German Village's Old Mohawk is deservedly famous for this Mother Mohawk sandwich. No doubt created by someone with substance-fueled munchies, it combines the unlikely partners of the 'Hawks wonderfully thick & meaty, barely mayo-ed chicken salad with grilled deli roast beast. The result is crave-tastic.
I recently visited the always-fun, packed-and-ain't-fakin'-it real neighborhoody 'Hawk on a reconnaissance mission for the Mac-n-Cheese roundup that came out today in Alive. The Mohawk's "baked" version didn't make my list because when I got it, it was very greasy and showed no signs of being baked. Still, the place was so inviting--and scored so high on so many other things--that I decided to write about it for this week's Menu.
Anyway, while I was annihilating one of the 'Hawk's great sandwiches, an older gentleman walked up to me and pointed to an old black and white photo on the brick wall about 6" from my buzz-sawing maw. "That's my Uncle Myles, he used to own this place" said the gentleman. The pic--which I'd earlier seen and discounted as a "stunt" photo--depicted a guy with a circus fat's man girth sitting placidly, if quite bulgingly. The older gentleman (OG) said that Myles, who once lived in this building, was the man famous for (among other things) raising turtles in his basement and making soup out of them (that picture of Myles led me to believe he'd consider eating anything in his unlucky path). In case you don't know it, the Mohawk's still famous for their turtle soup (read about it here).
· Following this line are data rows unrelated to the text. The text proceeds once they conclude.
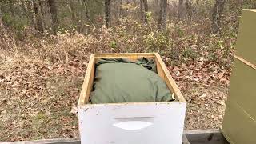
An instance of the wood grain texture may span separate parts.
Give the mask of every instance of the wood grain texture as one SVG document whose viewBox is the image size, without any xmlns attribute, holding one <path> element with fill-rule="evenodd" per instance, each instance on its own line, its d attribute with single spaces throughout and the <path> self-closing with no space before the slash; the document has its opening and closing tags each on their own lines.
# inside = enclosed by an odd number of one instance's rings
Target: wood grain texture
<svg viewBox="0 0 256 144">
<path fill-rule="evenodd" d="M 87 66 L 87 70 L 85 79 L 82 84 L 80 97 L 78 100 L 78 106 L 85 105 L 88 102 L 90 94 L 93 86 L 94 78 L 94 65 L 95 65 L 95 54 L 92 54 Z"/>
<path fill-rule="evenodd" d="M 176 100 L 186 102 L 182 93 L 180 92 L 175 81 L 171 77 L 169 70 L 167 70 L 165 63 L 162 60 L 158 53 L 120 53 L 120 54 L 93 54 L 90 56 L 90 62 L 87 66 L 85 80 L 80 94 L 78 106 L 85 105 L 88 102 L 90 93 L 91 91 L 94 77 L 94 65 L 97 59 L 99 58 L 128 58 L 136 60 L 138 58 L 155 58 L 157 62 L 158 74 L 163 78 L 166 82 L 167 86 L 174 93 Z"/>
<path fill-rule="evenodd" d="M 158 74 L 175 95 L 174 102 L 88 104 L 97 59 L 155 58 Z M 95 54 L 90 57 L 78 102 L 79 130 L 82 143 L 181 143 L 186 101 L 157 53 Z M 139 124 L 138 124 L 139 123 Z M 130 125 L 132 124 L 132 126 Z M 145 127 L 145 126 L 146 127 Z M 126 128 L 133 127 L 135 130 Z M 141 130 L 142 129 L 142 130 Z M 162 134 L 157 136 L 158 132 Z M 101 135 L 99 139 L 98 137 Z"/>
<path fill-rule="evenodd" d="M 218 129 L 186 130 L 184 132 L 190 144 L 228 144 Z"/>
<path fill-rule="evenodd" d="M 256 55 L 256 54 L 255 54 L 255 55 Z M 252 67 L 253 69 L 256 70 L 256 65 L 254 65 L 253 63 L 250 63 L 250 62 L 245 60 L 244 58 L 241 58 L 241 57 L 239 57 L 238 55 L 234 55 L 234 58 L 238 59 L 239 61 L 242 62 L 246 65 L 247 65 L 247 66 Z"/>
<path fill-rule="evenodd" d="M 165 63 L 162 60 L 159 54 L 155 53 L 155 58 L 158 61 L 157 62 L 159 63 L 160 66 L 158 68 L 162 69 L 162 70 L 164 73 L 164 81 L 166 82 L 166 85 L 168 86 L 169 89 L 174 93 L 176 99 L 178 100 L 178 102 L 186 102 L 185 98 L 183 98 L 180 90 L 178 89 L 175 81 L 171 77 L 168 69 L 166 68 Z"/>
</svg>

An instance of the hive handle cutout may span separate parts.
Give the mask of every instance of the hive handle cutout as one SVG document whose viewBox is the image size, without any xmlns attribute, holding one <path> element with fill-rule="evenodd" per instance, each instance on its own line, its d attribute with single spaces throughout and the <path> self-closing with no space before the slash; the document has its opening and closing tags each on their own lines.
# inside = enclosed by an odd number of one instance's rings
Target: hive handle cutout
<svg viewBox="0 0 256 144">
<path fill-rule="evenodd" d="M 153 123 L 145 121 L 126 121 L 113 124 L 115 127 L 127 130 L 142 130 L 151 125 Z"/>
</svg>

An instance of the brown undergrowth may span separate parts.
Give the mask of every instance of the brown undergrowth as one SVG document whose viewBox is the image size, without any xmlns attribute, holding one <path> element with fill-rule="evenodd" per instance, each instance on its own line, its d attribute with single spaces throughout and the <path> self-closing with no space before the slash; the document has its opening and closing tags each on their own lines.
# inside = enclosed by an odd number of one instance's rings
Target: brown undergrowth
<svg viewBox="0 0 256 144">
<path fill-rule="evenodd" d="M 76 105 L 91 53 L 158 52 L 188 102 L 186 128 L 219 126 L 235 38 L 209 24 L 160 33 L 138 22 L 84 35 L 66 31 L 0 39 L 0 141 L 78 137 Z M 129 24 L 127 24 L 129 23 Z"/>
</svg>

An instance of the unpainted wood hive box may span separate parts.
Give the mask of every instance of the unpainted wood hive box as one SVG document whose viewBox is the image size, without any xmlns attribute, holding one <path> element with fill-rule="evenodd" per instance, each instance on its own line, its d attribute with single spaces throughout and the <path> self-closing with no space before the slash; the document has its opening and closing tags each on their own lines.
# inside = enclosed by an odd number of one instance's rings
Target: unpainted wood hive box
<svg viewBox="0 0 256 144">
<path fill-rule="evenodd" d="M 174 94 L 174 102 L 89 104 L 94 64 L 99 58 L 154 58 L 158 74 Z M 78 102 L 81 142 L 84 144 L 180 144 L 186 101 L 158 53 L 93 54 Z"/>
</svg>

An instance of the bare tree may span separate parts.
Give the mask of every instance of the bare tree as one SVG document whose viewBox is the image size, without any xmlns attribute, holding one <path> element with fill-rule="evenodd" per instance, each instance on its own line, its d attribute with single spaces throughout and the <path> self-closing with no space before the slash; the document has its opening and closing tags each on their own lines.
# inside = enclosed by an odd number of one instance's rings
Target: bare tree
<svg viewBox="0 0 256 144">
<path fill-rule="evenodd" d="M 83 6 L 85 7 L 86 18 L 87 21 L 90 21 L 89 10 L 88 10 L 88 0 L 83 0 Z"/>
<path fill-rule="evenodd" d="M 193 13 L 191 0 L 186 0 L 185 1 L 185 6 L 186 6 L 187 21 L 189 22 L 191 22 L 191 18 L 192 18 L 192 13 Z"/>
<path fill-rule="evenodd" d="M 69 6 L 70 6 L 70 12 L 71 12 L 72 22 L 76 23 L 77 22 L 77 15 L 74 11 L 73 2 L 74 1 L 69 1 Z"/>
<path fill-rule="evenodd" d="M 219 32 L 221 17 L 224 10 L 224 3 L 225 0 L 215 0 L 212 15 L 212 26 L 214 34 Z"/>
<path fill-rule="evenodd" d="M 160 1 L 160 13 L 158 19 L 158 30 L 164 30 L 166 28 L 166 8 L 167 0 Z"/>
<path fill-rule="evenodd" d="M 178 18 L 181 20 L 183 14 L 183 0 L 178 0 Z"/>
<path fill-rule="evenodd" d="M 42 24 L 42 17 L 39 13 L 39 6 L 37 1 L 32 1 L 34 12 L 34 18 L 36 22 L 36 27 L 39 32 L 43 32 L 43 27 Z"/>
<path fill-rule="evenodd" d="M 58 10 L 57 10 L 55 0 L 48 0 L 48 5 L 49 5 L 50 12 L 51 15 L 51 19 L 52 19 L 53 32 L 54 32 L 54 34 L 56 34 L 57 28 L 58 26 L 58 18 L 57 14 Z"/>
<path fill-rule="evenodd" d="M 143 0 L 143 5 L 144 5 L 144 11 L 143 11 L 144 22 L 146 24 L 147 24 L 148 21 L 147 21 L 146 14 L 149 11 L 149 6 L 148 6 L 148 4 L 147 4 L 147 0 Z"/>
<path fill-rule="evenodd" d="M 122 0 L 119 0 L 119 18 L 122 17 Z"/>
<path fill-rule="evenodd" d="M 143 10 L 143 2 L 142 0 L 139 0 L 139 10 L 140 10 L 140 13 L 141 13 L 141 20 L 142 22 L 144 22 L 144 10 Z"/>
<path fill-rule="evenodd" d="M 111 0 L 105 0 L 105 21 L 106 26 L 110 27 L 111 26 Z"/>
<path fill-rule="evenodd" d="M 4 27 L 5 26 L 4 26 L 4 24 L 3 24 L 2 14 L 1 6 L 0 6 L 0 29 L 3 30 Z"/>
</svg>

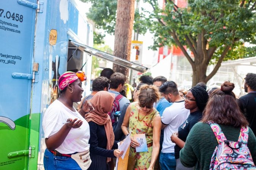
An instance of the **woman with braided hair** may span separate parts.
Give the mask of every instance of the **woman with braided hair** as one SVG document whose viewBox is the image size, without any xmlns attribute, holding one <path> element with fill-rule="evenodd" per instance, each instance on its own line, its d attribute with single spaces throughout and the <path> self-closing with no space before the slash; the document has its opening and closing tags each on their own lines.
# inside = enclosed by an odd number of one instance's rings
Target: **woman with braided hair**
<svg viewBox="0 0 256 170">
<path fill-rule="evenodd" d="M 218 144 L 215 136 L 218 133 L 214 133 L 209 124 L 209 121 L 217 124 L 218 126 L 215 126 L 217 131 L 223 131 L 226 140 L 230 141 L 237 141 L 241 130 L 245 129 L 241 128 L 247 127 L 241 136 L 247 136 L 247 145 L 254 164 L 256 163 L 256 138 L 251 129 L 248 127 L 248 122 L 239 109 L 232 92 L 234 87 L 234 83 L 225 82 L 221 88 L 215 90 L 210 96 L 202 121 L 191 129 L 186 144 L 180 151 L 181 162 L 185 167 L 196 165 L 196 169 L 202 170 L 210 168 L 211 158 Z M 223 136 L 219 139 L 223 139 Z M 241 153 L 247 152 L 243 151 L 241 151 Z"/>
<path fill-rule="evenodd" d="M 208 94 L 203 88 L 196 86 L 191 88 L 187 95 L 183 97 L 185 100 L 185 107 L 190 111 L 186 121 L 179 127 L 177 132 L 171 136 L 172 142 L 176 144 L 174 147 L 176 159 L 176 170 L 192 170 L 193 168 L 184 167 L 179 159 L 179 151 L 185 144 L 188 133 L 194 125 L 199 121 L 203 116 L 203 111 L 208 99 Z"/>
</svg>

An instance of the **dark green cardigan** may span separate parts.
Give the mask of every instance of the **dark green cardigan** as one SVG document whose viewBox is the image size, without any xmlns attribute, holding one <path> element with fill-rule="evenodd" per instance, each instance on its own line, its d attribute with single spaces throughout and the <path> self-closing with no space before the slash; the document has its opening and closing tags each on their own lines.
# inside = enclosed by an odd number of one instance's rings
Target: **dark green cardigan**
<svg viewBox="0 0 256 170">
<path fill-rule="evenodd" d="M 222 124 L 220 126 L 227 140 L 237 141 L 240 128 Z M 205 123 L 198 122 L 191 129 L 185 145 L 179 153 L 181 161 L 185 167 L 193 167 L 196 164 L 196 169 L 209 169 L 212 154 L 217 145 L 217 140 L 210 127 Z M 256 138 L 250 128 L 248 146 L 256 164 Z M 198 161 L 201 168 L 197 164 Z"/>
</svg>

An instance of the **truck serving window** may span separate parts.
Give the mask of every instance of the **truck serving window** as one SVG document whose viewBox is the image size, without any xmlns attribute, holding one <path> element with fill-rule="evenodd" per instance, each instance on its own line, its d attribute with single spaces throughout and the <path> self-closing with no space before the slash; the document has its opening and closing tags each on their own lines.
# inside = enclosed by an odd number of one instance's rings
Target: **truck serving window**
<svg viewBox="0 0 256 170">
<path fill-rule="evenodd" d="M 87 53 L 90 55 L 92 55 L 134 70 L 144 73 L 148 69 L 148 68 L 139 64 L 119 58 L 72 40 L 69 40 L 69 44 L 71 46 L 72 45 L 75 46 L 80 50 Z"/>
</svg>

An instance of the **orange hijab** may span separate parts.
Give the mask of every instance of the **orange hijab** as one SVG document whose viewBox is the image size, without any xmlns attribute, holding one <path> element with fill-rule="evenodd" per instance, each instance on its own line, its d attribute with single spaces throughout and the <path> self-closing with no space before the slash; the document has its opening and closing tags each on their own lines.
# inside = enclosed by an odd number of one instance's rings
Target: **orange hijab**
<svg viewBox="0 0 256 170">
<path fill-rule="evenodd" d="M 106 91 L 99 91 L 91 98 L 90 102 L 94 108 L 94 111 L 92 111 L 85 116 L 85 119 L 88 122 L 91 121 L 99 125 L 104 125 L 106 131 L 107 144 L 107 149 L 111 150 L 115 141 L 115 136 L 112 123 L 108 112 L 111 110 L 115 95 Z M 107 162 L 111 159 L 107 158 Z"/>
</svg>

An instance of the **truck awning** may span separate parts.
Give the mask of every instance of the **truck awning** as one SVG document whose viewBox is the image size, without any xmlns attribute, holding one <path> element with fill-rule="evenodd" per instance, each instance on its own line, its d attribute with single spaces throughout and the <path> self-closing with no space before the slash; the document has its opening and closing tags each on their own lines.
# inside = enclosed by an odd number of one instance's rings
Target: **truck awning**
<svg viewBox="0 0 256 170">
<path fill-rule="evenodd" d="M 74 41 L 69 40 L 69 42 L 73 45 L 76 46 L 79 49 L 86 53 L 90 56 L 92 55 L 109 61 L 115 64 L 143 73 L 145 73 L 148 69 L 147 67 L 113 56 Z"/>
</svg>

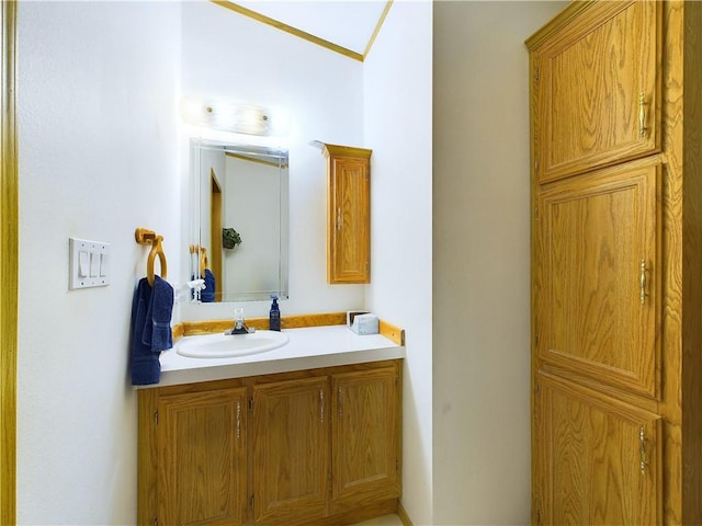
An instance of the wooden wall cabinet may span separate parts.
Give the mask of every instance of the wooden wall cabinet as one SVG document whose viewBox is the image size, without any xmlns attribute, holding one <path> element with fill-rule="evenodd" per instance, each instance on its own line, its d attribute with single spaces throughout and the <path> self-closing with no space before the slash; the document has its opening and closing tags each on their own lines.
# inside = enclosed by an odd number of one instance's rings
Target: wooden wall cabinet
<svg viewBox="0 0 702 526">
<path fill-rule="evenodd" d="M 400 392 L 399 361 L 139 390 L 138 524 L 394 513 Z"/>
<path fill-rule="evenodd" d="M 702 524 L 701 37 L 584 1 L 526 41 L 533 524 Z"/>
<path fill-rule="evenodd" d="M 325 145 L 327 158 L 327 282 L 371 282 L 372 150 Z"/>
</svg>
Anyway again, OG told me when Myles died upstairs, he was too fat to carry down the stairwell, so they had to "remove" him through a window.
"Man, you've got some stories" I said as OG's knowing wife came over to corral him. "Oh, does he have stories!" she chuckled, and from her fond expression, I could tell she'd used those words many, many times before.
"I'll never forget the time--I was just a scared kid--when Myles and I sat on the stoop right outside this building. It was during WWII, at night, and we were going through a scary blackout, so you couldn't see your hand in front of your face. All I remember was I could hear a bunch of old Germans from the old neighbothood murmuring. Suddenly, we saw the pitch blackness broken by an amazing stream of US bomber planes heading overseas. We just stared up in awe...I'll never forget that."
With that, OG & wife bade farewell and walked out of the Mohawk, a building which apparently was thick with memories of very different times for OG. After I payed my bill, I went out to the spot where I thought OG had pointed to earlier. Sure enough, I saw a little stoop jutting out from the front of the Mohawk. When I looked down at it, I noticed one side of the concrete had a smooth dip worn into it--just as it might have had a circus fat man sat there, time after time, staring up with awe into the German Village night.